JIT me baby one more time

Performance. The dream of man. The age-old question: can I has the MIPS?

A while back I wrote up the theory of going from an interpreter to a JIT on the R3000. This time we’re doing it for real, in C++, on the SH4, for the Sega Dreamcast. We’ll head interpreter->cached interpreter->JIT->much better JIT, step by step.

The SH4

It’s a 200MHz RISC chip with 16 32-bit general registers, fixed 16-bit instructions, branch delay slots, an FPU with a couple of fun mode bits, and an MMU we avoid emulating if possible (but we’ll get to how I do it, maybe in a later article.) By the end we’ll have a dynarec that beats a very, very fast cached interpreter.

A note on MIPS

For SH4, I use 1 instruction = 1 cycle, strictly. I may change this in the future, but it’s been that way since the beginning.

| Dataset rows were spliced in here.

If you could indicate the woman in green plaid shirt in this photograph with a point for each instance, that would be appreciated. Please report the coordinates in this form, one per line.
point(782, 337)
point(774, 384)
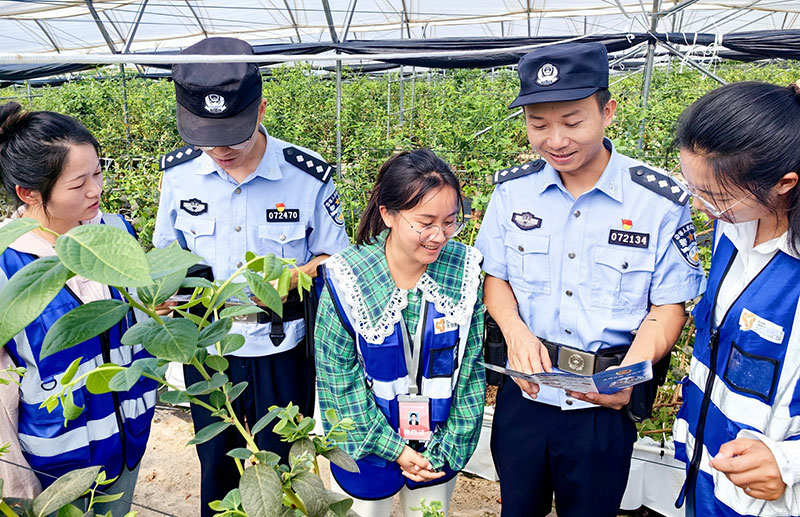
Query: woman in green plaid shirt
point(398, 338)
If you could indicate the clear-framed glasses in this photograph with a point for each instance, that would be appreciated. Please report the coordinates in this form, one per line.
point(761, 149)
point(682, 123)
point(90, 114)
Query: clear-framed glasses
point(711, 207)
point(429, 232)
point(235, 147)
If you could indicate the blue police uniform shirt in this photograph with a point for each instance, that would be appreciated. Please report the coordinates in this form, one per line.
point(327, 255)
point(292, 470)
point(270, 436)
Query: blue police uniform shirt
point(278, 209)
point(585, 271)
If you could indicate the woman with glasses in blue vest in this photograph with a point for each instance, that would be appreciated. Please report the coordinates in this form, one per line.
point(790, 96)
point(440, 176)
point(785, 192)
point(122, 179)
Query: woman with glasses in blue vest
point(50, 170)
point(738, 429)
point(398, 336)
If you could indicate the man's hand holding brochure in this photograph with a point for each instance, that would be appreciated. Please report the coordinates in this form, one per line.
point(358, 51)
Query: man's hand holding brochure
point(606, 382)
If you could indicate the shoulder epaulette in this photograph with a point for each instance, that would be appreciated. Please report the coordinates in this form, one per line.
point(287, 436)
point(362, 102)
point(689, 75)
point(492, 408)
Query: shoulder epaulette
point(517, 171)
point(659, 183)
point(184, 154)
point(320, 169)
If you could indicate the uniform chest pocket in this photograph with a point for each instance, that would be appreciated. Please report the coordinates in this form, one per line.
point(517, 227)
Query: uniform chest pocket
point(528, 261)
point(284, 240)
point(621, 278)
point(198, 233)
point(751, 374)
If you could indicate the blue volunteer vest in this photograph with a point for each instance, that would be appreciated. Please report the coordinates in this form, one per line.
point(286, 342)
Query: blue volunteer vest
point(113, 428)
point(748, 365)
point(385, 367)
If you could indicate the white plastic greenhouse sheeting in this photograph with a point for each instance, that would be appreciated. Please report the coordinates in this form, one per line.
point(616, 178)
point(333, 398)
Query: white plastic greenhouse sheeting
point(68, 25)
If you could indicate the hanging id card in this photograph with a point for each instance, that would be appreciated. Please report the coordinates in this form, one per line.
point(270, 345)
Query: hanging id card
point(414, 414)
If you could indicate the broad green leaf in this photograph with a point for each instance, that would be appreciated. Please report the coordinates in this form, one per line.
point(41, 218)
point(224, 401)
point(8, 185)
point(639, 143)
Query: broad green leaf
point(265, 292)
point(235, 391)
point(310, 489)
point(214, 332)
point(217, 362)
point(341, 459)
point(240, 453)
point(265, 420)
point(175, 340)
point(272, 267)
point(239, 310)
point(284, 281)
point(28, 292)
point(165, 261)
point(261, 491)
point(14, 230)
point(65, 489)
point(163, 287)
point(232, 343)
point(82, 323)
point(206, 387)
point(70, 372)
point(97, 381)
point(208, 432)
point(174, 397)
point(105, 254)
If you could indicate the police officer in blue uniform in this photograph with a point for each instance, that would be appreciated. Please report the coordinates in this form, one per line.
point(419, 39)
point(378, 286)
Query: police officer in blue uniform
point(590, 256)
point(234, 189)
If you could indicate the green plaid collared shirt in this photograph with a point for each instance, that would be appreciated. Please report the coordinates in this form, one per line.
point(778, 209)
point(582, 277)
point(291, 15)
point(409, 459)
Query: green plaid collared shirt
point(340, 377)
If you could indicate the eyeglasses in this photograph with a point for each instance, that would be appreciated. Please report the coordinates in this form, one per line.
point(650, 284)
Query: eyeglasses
point(711, 207)
point(235, 147)
point(431, 231)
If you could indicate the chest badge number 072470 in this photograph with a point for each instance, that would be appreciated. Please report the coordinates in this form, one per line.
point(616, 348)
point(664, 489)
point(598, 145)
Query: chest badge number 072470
point(630, 239)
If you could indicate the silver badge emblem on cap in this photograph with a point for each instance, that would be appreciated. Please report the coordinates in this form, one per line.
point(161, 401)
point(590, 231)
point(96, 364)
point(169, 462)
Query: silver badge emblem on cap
point(547, 75)
point(215, 103)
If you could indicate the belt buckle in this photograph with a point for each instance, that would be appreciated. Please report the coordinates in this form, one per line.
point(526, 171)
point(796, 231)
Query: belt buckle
point(575, 361)
point(242, 318)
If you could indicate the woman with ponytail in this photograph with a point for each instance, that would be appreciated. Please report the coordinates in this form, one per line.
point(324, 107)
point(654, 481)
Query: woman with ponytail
point(738, 429)
point(51, 172)
point(398, 337)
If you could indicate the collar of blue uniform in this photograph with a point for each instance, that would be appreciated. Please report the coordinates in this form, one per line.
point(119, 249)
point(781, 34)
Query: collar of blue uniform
point(365, 283)
point(610, 182)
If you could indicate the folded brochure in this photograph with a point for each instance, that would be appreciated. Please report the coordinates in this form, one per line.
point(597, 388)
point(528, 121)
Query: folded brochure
point(607, 382)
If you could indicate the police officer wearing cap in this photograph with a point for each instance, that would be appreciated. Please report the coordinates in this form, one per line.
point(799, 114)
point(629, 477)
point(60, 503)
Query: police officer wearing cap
point(234, 189)
point(590, 256)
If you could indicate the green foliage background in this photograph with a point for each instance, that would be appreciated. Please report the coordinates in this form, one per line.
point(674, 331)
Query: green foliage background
point(443, 110)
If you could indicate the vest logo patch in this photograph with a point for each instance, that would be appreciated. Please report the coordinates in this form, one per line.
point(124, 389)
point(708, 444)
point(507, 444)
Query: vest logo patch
point(441, 325)
point(772, 332)
point(685, 242)
point(194, 206)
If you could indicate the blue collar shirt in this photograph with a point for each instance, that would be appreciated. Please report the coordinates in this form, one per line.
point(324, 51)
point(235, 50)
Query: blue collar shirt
point(278, 209)
point(589, 271)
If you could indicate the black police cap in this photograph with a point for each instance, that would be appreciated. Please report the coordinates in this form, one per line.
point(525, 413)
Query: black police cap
point(217, 102)
point(563, 72)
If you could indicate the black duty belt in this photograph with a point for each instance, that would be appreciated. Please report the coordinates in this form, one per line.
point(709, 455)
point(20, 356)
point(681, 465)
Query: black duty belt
point(581, 362)
point(292, 310)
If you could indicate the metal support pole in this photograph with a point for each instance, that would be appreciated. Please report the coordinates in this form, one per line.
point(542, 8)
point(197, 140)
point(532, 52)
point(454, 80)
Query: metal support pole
point(648, 69)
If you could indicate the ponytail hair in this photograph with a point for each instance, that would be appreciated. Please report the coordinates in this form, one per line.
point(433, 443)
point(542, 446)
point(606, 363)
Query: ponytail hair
point(749, 135)
point(34, 148)
point(402, 182)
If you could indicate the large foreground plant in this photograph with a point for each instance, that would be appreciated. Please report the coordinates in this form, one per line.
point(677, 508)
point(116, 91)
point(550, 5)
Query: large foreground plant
point(111, 256)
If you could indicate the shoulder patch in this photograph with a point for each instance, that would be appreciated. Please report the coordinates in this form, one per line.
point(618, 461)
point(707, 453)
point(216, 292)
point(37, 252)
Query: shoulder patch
point(184, 154)
point(517, 171)
point(659, 183)
point(320, 169)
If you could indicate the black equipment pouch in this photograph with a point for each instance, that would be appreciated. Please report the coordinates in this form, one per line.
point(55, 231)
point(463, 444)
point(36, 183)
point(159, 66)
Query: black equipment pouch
point(494, 350)
point(643, 395)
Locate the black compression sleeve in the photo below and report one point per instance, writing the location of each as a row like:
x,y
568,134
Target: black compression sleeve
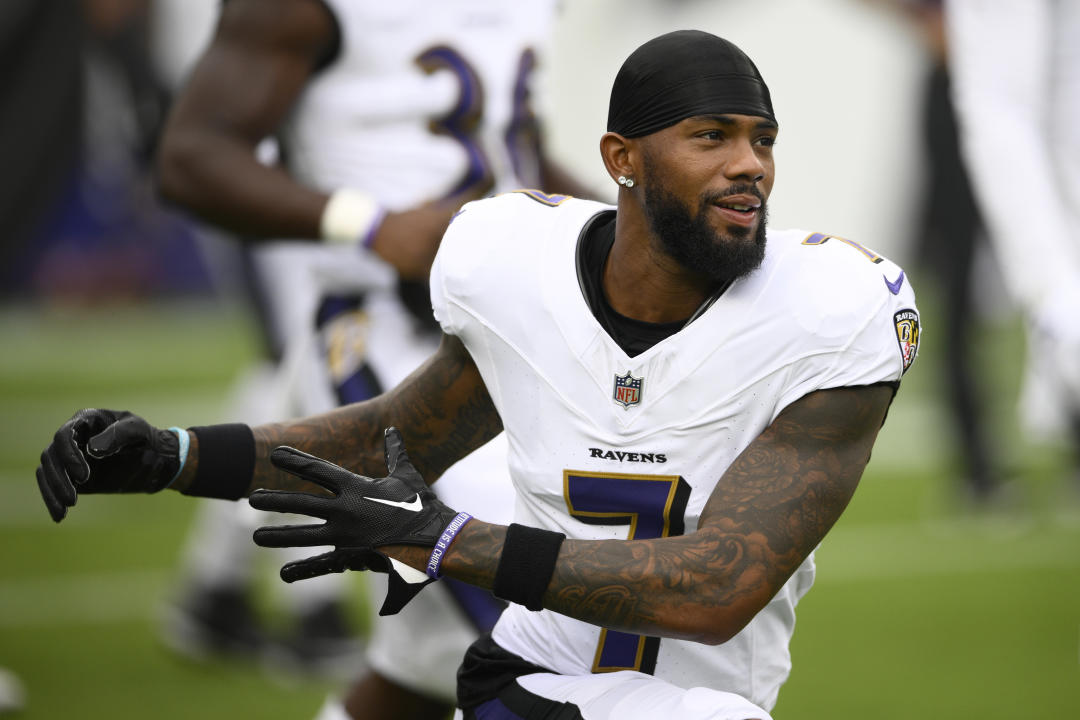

Also, the MIPS numbers I’m sharing are from booting Soul Calibur past the BIOS and into the attract mode for a few thousand total frames. They’re approximate, and heavy gameplay could (and definitely did) bring them down, but they measure progress by being a repeated benchmark.

100 MIPS. Where we started: a plain interpreter

My SH4 interpreter wasn’t anything special. It just fetched and executed opcodes. An interesting aspect of it was that for delay slots, it simply called fetch_and_exec() from inside the function body, thus side-stepping having to worry about them, and updated the PC appropriately afterward. This did become a bit of a wrinkle later on, but eventually worked out.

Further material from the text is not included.